Sunday, April 21, 2013

The Rights of The Boston Terrorist


The United States of America was founded on the principles of personal civil liberties and the separation between government and business(kind of, social Darwinism gave us capitalism, but government does give out subsidies).  In today's world, the reality is that we, the people, are losing our ability to have both of these qualities that makes this country so great.  My parents and I had a great conversation over dinner, Saturday April 20th, about the issues of whether or not this young man should have the same due process rights as other Americans or individuals who live in the U.S. Emotion can drive human beings to make irrational decisions in times of great sorrow and tragedy, but logic should be the only basis of reasoning on topics of human rights and liberties.  I don't care what the Patriot Act and subsequent laws have said, do not stoop that low America. Here is my story:

Before I begin, I just wish to admit that although logic is very important in making decisions in life, I wish to make it clear that although I try to use logic in my decision making in life, it does not mean that I feel my logic is supreme.  Legal systems work off a system of checks and balances so that one man's or woman's logic does not reign over another. 

My parents and I went on to dinner Saturday night to a local Italian joint, and as soon as I sat down, my eyes and attention was focused on the television above my head.  For the last week, all the news has been talking about is the bombing in Boston.  It has been quite overwhelming because there is so much more going on than just this tragedy.  Although this massacre should not overlooked, the healing process cannot begin for the families of the victims unless you stop reminding them of the awful tragedy of which they were succumbed to.  This mental thought became verbal language when the reporter spoke about whether the 19 year old man should have any rights.  I responded by telling my parents that the young man should have rights because our country was founded on the principles of due process of law regardless of one's actions.  My parents reverted to a feeling of emotion by responding that because of what he has done to the victims of Boston, he should not be given any rights.  Both have credibility in the mind of the observer's mental reality, but the law portrays no emotion, but simply logical simplicity of which to use.
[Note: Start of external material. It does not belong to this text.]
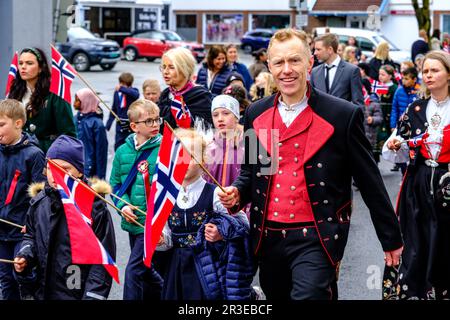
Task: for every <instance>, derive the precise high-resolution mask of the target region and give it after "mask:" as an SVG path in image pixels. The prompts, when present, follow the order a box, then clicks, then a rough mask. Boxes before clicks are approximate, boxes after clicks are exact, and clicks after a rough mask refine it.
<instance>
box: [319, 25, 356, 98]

If one is to think that this gentleman does not deserve a trial and certain rights, than why do we have laws at all in this country?  Those labeled foreign terrorists are treated in a different way than domestic criminals.  I told my parents to think about a murderer or rapist in the U.S.  Once the individual is caught, he/she is given certain rights of due process in this country before they are convicted and sentenced.  The mentally ill man of Aurora, Colorado committed a travesty when he opened fire on that movie theatre, and was subsequently arrested.  Because he is a U.S. citizen, he is being given the rights of due process before he is convicted and sentenced. This leads me to believe that the young man in Boston, regardless of how devastating his actions were, he deserves the same right to due process as any other criminal in the United States, so he must be proven guilty in the court of law.  We shall never stoop to the level of changing our laws or surpassing them just because of the sick minded cruelty of others.

Human emotion is put to the test during times of great tragedy, but one should not make decisions based off this principle of emotion.  As intelligent beings, we developed into people capable of logical decision making.  Regardless of the actions of others, one should never revert to emotion, but rather use law and logic to decide the fate of suspected criminals.  In the end, we must allow every criminal in the U.S. to be subject to due process of law regardless of one's emotional feelings to the subject matter.